Around me, I see frightened people who are desperately trying to cling onto a secure central axis while spinning aimlessly around the poisoned clouds of a hip and opinionated mediocre twister, where they never quite get to Oz.
They are silent for fear of being labeled some kind of heretic for expressing their decadently honest views, sometimes even privately.
I recently talked to a cheerful Romanian lady who had grown up under the tyranny of Ceaușescu, a state where the suppression of unfavourable views, even to members of one’s own family, was one of the characteristics of the totalitarian regime. However, she told me, there was less social-anxiety as you explicitly knew that you had no freedom. The rules were clearly defined by a black bag thrust over one’s head at night, not the constantly chafing online and workplace pressure to conform in an eternally delirious society whose sense of liberty extends to bruised egos, which, though – not yet – murderous, is infinitely more confusing and neurosis-forming.

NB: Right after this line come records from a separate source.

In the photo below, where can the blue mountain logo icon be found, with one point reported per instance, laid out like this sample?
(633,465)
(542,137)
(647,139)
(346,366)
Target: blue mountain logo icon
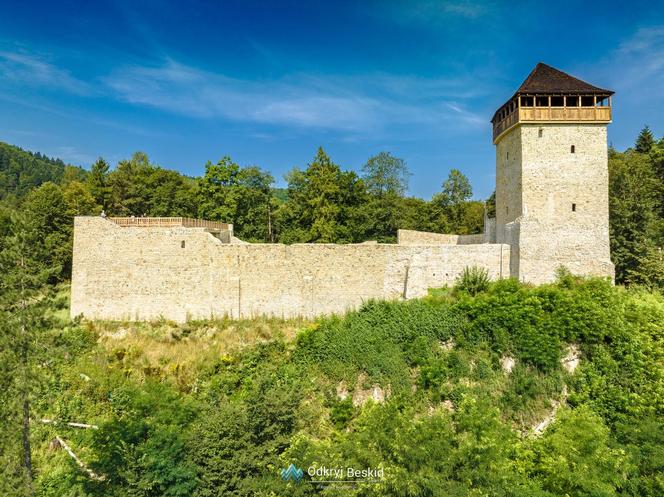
(292,472)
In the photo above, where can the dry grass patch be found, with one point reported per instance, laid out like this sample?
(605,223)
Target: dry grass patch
(169,350)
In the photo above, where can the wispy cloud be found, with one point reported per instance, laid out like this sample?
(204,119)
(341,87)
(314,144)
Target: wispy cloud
(29,69)
(434,11)
(309,101)
(640,60)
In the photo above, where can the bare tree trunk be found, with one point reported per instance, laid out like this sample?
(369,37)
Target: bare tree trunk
(25,430)
(27,453)
(269,222)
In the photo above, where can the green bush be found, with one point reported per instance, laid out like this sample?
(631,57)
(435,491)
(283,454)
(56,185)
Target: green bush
(473,280)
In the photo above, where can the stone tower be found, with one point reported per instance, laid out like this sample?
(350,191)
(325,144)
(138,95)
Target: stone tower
(552,176)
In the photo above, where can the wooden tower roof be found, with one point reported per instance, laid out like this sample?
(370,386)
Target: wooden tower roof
(547,79)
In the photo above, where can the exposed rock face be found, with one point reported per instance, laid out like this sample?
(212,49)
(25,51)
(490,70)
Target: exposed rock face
(572,358)
(507,364)
(361,395)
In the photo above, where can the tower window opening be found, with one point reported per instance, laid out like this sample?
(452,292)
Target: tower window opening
(557,101)
(587,101)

To survive the carnival of connectivity that is the Twenty-First Century cityscape – like in any hostile environment containing zombies – movement is imperative for the eccentric.
If one stands still for too long, one becomes prey. Under attack by both those who would seek to do you harm, and those who would try to help.
Either reek of self-interest.
At least, the predator is honest in his brutal purpose in a physical world where the consequences of real-world conflict are more bloody and corporeal than a mere online ego-grilling.

As the waters of indignation inundate the downward spiraling world around us, one can either float towards the sinking lifeboats, or turn around and swim like buggery towards the radioactive cyclopean sharks with a knife between your teeth and a happy blasphemy in your heart.